Wearable technology can help people monitor and improve their health. These devices offer a wealth of data through passive and continuous tracking from various inputs like exercise and diet logs, mood journals, and sometimes even social media activity. However, this data, covering sleep, physical activity, cardiometabolic health, and stress, is rarely used in clinical settings due to its complexity and the effort required to interpret it.

While LLMs have performed well in medical question-answering, analyzing electronic health records, diagnosing from medical images, and conducting psychiatric evaluations, they’ve often struggled to interpret data from wearables. Google’s researchers made a significant breakthrough with PH-LLM, training it to make recommendations, answer professional-level questions, and predict self-reported sleep disruptions and impairments.

In their tests, PH-LLM achieved 79% in sleep exams and 88% in fitness exams, surpassing the average scores of human experts. Five professional athletic trainers (with an average of 13.8 years of experience) and five sleep medicine experts (with an average of 25 years of experience) achieved average scores of 71% in fitness and 76% in sleep.

For example, when asked to analyze a 50-year-old man’s sleep data, PH-LLM indicated he was having trouble falling asleep and emphasized the importance of deep sleep for physical recovery. It recommended keeping the bedroom cool and dark, avoiding naps, and maintaining a consistent sleep schedule.

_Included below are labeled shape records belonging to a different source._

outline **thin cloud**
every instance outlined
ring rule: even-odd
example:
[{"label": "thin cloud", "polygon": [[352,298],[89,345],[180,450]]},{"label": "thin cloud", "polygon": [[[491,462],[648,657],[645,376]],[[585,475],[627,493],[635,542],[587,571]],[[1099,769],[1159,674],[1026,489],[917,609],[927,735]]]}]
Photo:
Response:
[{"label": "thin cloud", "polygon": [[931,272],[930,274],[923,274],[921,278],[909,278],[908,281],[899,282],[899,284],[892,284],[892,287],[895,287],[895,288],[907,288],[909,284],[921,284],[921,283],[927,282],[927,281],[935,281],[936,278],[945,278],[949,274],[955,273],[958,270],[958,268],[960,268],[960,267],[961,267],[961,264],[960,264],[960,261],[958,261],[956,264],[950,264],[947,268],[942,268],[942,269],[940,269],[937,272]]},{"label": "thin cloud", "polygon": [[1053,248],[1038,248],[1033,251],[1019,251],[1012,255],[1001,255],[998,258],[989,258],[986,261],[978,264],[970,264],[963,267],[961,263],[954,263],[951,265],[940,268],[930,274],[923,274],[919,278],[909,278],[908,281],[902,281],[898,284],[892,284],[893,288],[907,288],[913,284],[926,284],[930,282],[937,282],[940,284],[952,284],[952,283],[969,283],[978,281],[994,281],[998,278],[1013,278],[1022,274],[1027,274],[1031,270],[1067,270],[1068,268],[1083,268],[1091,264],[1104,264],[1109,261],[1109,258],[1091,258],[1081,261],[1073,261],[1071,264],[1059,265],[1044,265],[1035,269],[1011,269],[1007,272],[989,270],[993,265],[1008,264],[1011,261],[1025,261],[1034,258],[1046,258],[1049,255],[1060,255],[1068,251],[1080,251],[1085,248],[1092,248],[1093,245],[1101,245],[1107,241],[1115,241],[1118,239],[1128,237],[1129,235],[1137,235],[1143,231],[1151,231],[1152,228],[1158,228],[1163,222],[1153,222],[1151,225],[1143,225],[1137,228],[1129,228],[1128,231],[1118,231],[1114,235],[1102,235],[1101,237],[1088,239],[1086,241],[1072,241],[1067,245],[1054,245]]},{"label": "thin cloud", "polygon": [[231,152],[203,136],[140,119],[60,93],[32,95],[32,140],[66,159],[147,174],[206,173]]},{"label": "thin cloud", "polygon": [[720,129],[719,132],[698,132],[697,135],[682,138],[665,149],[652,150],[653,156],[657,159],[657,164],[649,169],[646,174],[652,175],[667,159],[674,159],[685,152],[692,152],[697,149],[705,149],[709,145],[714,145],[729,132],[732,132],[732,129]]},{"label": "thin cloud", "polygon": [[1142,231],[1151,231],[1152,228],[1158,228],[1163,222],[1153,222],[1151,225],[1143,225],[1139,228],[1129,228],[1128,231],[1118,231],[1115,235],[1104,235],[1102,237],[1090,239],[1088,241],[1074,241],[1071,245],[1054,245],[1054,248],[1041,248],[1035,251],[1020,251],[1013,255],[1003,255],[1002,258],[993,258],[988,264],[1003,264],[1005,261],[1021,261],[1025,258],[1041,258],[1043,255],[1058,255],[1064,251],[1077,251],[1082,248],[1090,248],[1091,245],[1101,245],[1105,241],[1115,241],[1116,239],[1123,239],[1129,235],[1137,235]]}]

For a fitness query on the type of muscular contraction during a bench press, PH-LLM correctly identified “eccentric” among four multiple-choice options.

When asked about difficulties falling asleep based on wearable data, the model correctly indicated that the user likely experienced difficulty falling asleep multiple times over the past month.

The researchers pointed out that while further development and safety evaluations are necessary, these results demonstrate both the broad knowledge and capability of Gemini models.

To achieve these results, the researchers created and curated three datasets to test personalized insights and recommendations from physical activity, sleep patterns, and physiological responses, using expert domain knowledge. They developed 857 case studies, including 507 for sleep and 350 for fitness, collaborated with domain experts. The case studies used wearable sensor data and demographic information, analyzing metrics like sleep scores, heart rates, REM sleep percentages, steps, and fat burning minutes.

“Our study shows that PH-LLM can integrate passively-acquired data from wearable devices into personalized insights and recommendations to improve sleep hygiene and fitness outcomes,” the researchers noted.

However, they recognized that PH-LLM is just the beginning and has its flaws. The model’s responses were sometimes inconsistent, and it showed noticeable differences across case studies. It was sometimes overly conservative, sensitive to over-training, and did not always identify under-sleeping as a potential issue. Moreover, the case studies were not fully representative of the population, often focusing on relatively active individuals.

The researchers stressed the need for further work to ensure that LLMs are reliable, safe, and fair in personal health applications, including reducing inaccuracies, considering unique health circumstances, and ensuring the training data reflects diverse populations.

Still, they concluded, “The results from this study are an important step towards LLMs that deliver personalized information and recommendations, helping individuals achieve their health goals.”